For those of you that have already looked at and voted for the video I’ve done about Vodo Drive (with a bit of time traveling insight), thank you. For those that haven’t - there’s still time to watch and vote here.
For those of you that want a bit of insight about how I built Vodo Drive, and haven’t seen these yet, my cohost and I have talked about it in two recent episodes of Two Voice Devs:
Episode 206 - Building Powerful AI Agents with LangGraph goes into a little more depth about the agentic loop that is at the core of the system.

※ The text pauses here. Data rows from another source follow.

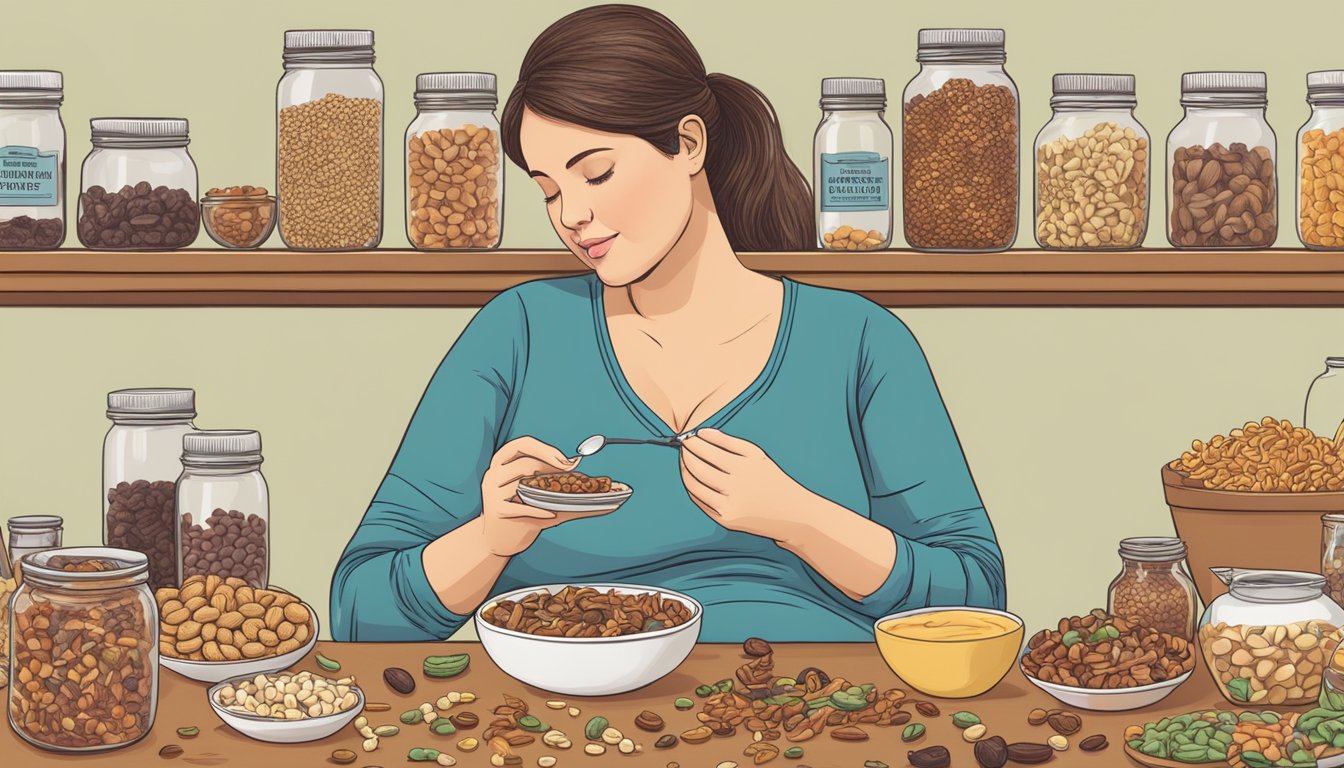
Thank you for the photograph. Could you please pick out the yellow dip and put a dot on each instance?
(945, 626)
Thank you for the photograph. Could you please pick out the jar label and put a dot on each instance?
(855, 182)
(27, 176)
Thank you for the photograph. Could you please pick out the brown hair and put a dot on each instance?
(625, 69)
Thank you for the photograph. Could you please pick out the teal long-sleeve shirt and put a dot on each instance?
(846, 405)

Built with LangChain.js/LangGraph.js, I show a bit of code about how the tools get called and how decisions are made inside Vodo Drive.
Happy to chat about this with folks and would love to hear your feedback.
I didn’t use Breadboard. In fact, I hadn’t ever heard of it before. But this looks interesting - thanks for pointing it out!
It sounds like it has many of the same goals that LangChain.js does, and I’ve contributed a lot to the LangChain.js library, so I had gone that route.
A few asides, from a quick read of it, and how it would have impacted some of the decisions I made for Vodo Drive:
It doesn’t look like Breadboard supports Vertex AI, but rather the AI Studio API for Gemini.
My choice of Vertex AI for Vodo Drive was deliberate:
API authorization with Firebase Cloud Functions is trivial. (No API Keys! Woo!)
Using Firebase Cloud Storage / Google Cloud Storage makes image processing with Gemini amazingly easy. (No File API! Woo!)
Dovetails well with Google Cloud TTS/STT.
Firebase makes tons of things easier.
The “Google Drive” support is pretty bare-bones, and seems limited to listing and fetching the contents of a file.
What I hope is one of the notable features about Vodo Drive is that you’re editing a cloud-based spreadsheet live. So you can both add data and then ask questions about your spreadsheet dynamically.
Not dealing with API keys would be great, however as an open source project I’m rolling with BYO API Key. If I’d switch over to Firebase I still would not be able to cover the costs, so this would mean BYO Firebase Project. That’s what I faced with the DIY GPS Tracker project, and it’s possible to handle a secondary FB project (a different than the primary), but that opens up another can of worms: which calls won’t work with that rarely used way android - FirebaseMessaging.getInstance(firebaseApp) for secondary app supposed to be public but it's private? - Stack Overflow.
Breadboard features definitely intersect with LangGraph and agentic systems. I’m glad at least that you know about, I also only heard of it from a Googler at Cloud Next, but curreyi don’t work as much in the JavaScript space.
I totally get why you opt for Firebase and Vertex AI
Pretty good job with the app and pushing some JavaScript library features ahead of the Python variant.
I also needed a multilingual embedding in my update to support the Urdu language. However, you cannot use it but Gemini vertexai already supports multiple languages. So you do not need any embedding. If you write text in any language, it will reply in that language. Simple.
Yes, for RAG you need. I just started understanding these concepts. So far, I checked OpenAI libraries and Llama 3 where you need this if you are creating your own Chat LLM for anything but for Gemini, I do not know. I used Vertex AI in my submission and I do not need these.